彼女はぐっすり寝ているようだ、涙をこぼしながら。

~翌朝~
昨日の疲れが残っているのかまだ眠い。
彼女は友達と遊びに行くようで、黙々と準備している。

「お兄ちゃん、私のイヤリング知らへん?」

「イヤリングならタンスの上に置いてなかったか?」

「ぉぉ!さっすがお兄ちゃんやね!」

彼女は変な方言が入っている。
「~けんね(なんだけどね)」とか、「やね(だね)」とか…
数えたらきりがないと思う。

「今日は誰とどこに行くの?」

「んーとね、桜ちゃんと町田行っとくる!」

「そうか、遅くならないようにね?」

「ん!わかっちょるよ!」

変な方言も可愛いなぁ~。
僕は義妹が好きなのか?でも、それはだめだ。
戸籍上妹なのだから禁断の恋愛だ。
いけない、いけない。
彼女でも作って忘れよう。

「いってきまーす!」

「いってらっしゃい」

両親は再婚した3年後に二人であの世に行った。
ハワイにバカンスへ出かけた時運悪く強盗と出くわし、父が止めようとした時銃でうたれて、母が次に父のへ復讐で立ち向かったが呆気なくしんでしまった。
僕は22、妹は18。
一生懸命働いているが、妹の大学費や成人式の準備など僕に払えるかどうかとても心配だ。
よし、バイトだ。

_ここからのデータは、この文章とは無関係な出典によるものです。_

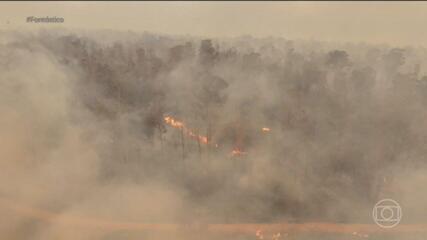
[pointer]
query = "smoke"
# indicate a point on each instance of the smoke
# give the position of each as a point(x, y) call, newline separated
point(86, 154)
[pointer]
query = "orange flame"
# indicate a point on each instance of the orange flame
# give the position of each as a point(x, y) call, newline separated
point(237, 152)
point(180, 125)
point(266, 129)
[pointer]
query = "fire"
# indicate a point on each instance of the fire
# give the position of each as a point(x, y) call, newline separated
point(237, 152)
point(180, 125)
point(265, 129)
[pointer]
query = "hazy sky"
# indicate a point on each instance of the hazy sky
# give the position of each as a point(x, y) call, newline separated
point(379, 22)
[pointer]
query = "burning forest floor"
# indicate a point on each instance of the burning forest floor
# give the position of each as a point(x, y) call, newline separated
point(182, 138)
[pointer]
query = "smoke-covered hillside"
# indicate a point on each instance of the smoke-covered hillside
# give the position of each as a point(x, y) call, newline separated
point(177, 129)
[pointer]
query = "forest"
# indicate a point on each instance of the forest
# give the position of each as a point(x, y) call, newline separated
point(159, 128)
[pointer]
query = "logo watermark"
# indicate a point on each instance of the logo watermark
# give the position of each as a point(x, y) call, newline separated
point(32, 19)
point(387, 213)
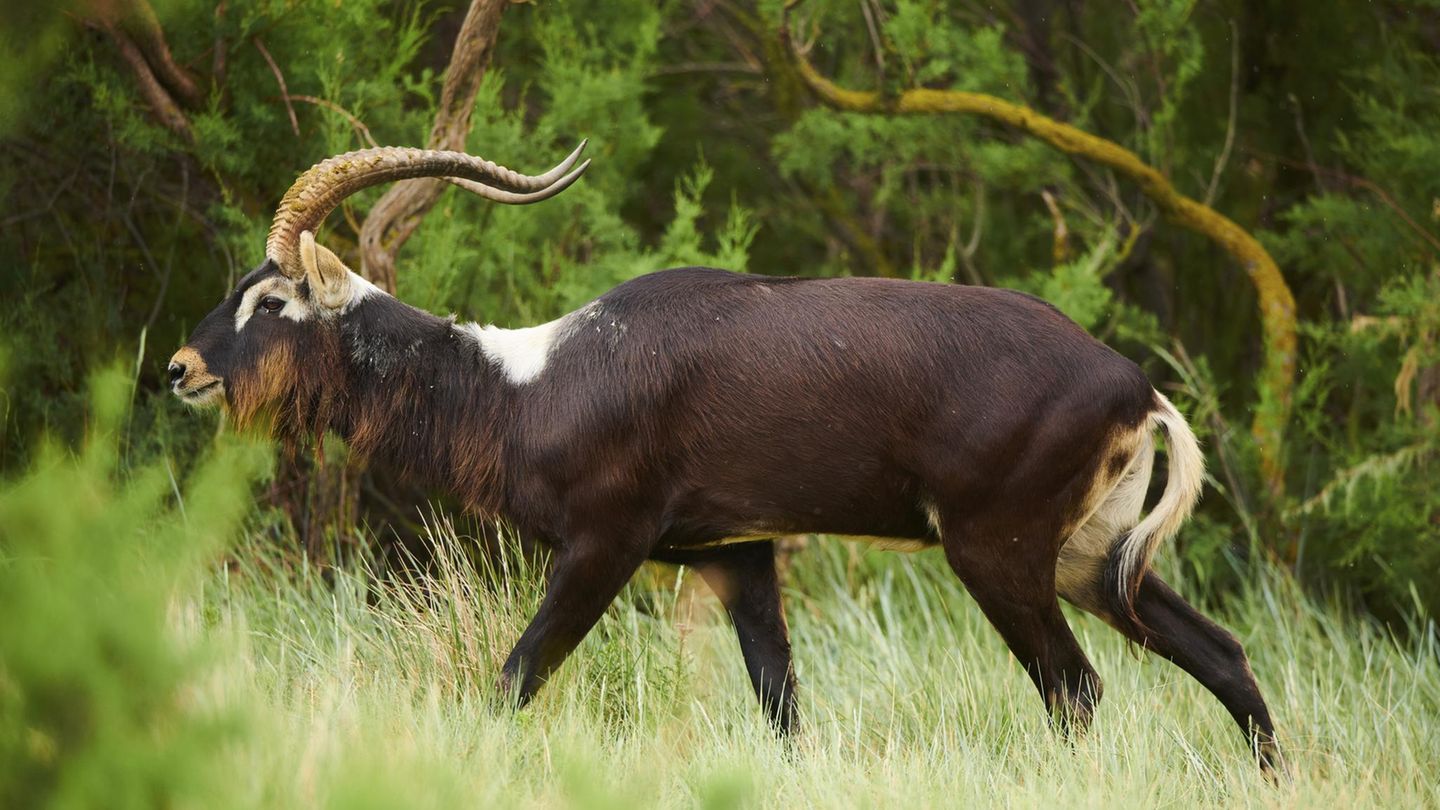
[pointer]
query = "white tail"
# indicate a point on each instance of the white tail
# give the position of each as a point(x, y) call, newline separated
point(1132, 554)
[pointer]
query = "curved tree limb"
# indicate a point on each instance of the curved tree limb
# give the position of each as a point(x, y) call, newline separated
point(156, 95)
point(1276, 379)
point(140, 22)
point(399, 212)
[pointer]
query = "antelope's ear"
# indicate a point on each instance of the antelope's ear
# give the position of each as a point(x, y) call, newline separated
point(329, 277)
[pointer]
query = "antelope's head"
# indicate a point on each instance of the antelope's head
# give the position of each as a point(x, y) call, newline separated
point(275, 336)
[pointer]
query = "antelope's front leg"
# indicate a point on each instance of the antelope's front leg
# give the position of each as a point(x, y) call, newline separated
point(585, 578)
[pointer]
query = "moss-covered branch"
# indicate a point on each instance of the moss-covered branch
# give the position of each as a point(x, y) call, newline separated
point(1276, 381)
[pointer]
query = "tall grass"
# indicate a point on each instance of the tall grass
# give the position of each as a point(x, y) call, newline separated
point(379, 692)
point(141, 666)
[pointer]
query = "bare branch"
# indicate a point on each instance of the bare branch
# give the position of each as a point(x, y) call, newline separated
point(280, 78)
point(399, 212)
point(1230, 124)
point(359, 126)
point(154, 94)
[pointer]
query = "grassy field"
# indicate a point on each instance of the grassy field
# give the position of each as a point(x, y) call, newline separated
point(149, 662)
point(907, 699)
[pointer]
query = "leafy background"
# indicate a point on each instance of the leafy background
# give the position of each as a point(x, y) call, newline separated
point(1318, 130)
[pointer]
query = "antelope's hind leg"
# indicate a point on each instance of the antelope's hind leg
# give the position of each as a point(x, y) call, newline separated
point(745, 580)
point(1010, 572)
point(1168, 626)
point(1210, 653)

一生懸命働いて食わせてやる。

「いってきます。」

両親に手を合わせ、鍵を持ちドアを閉めた。


『いらっしゃいませ!』

といいながら接客。今日はクレーマーがたくさんいるな。
こういう時彼女が笑顔をくれたらいいのに。

「おい、浅沼。」

「はい、店長どうしました?」

「今すぐ家帰れ。妹さんが大変だ。タイムカードは俺がしといてやる、ていうか一週間休め。」

え?どういうこと?

「すみません!ありがとうございます!」

エプロンを投げるようにロッカーに捨て、急いで家に戻った。
家の周りは何台かパトカーがいた。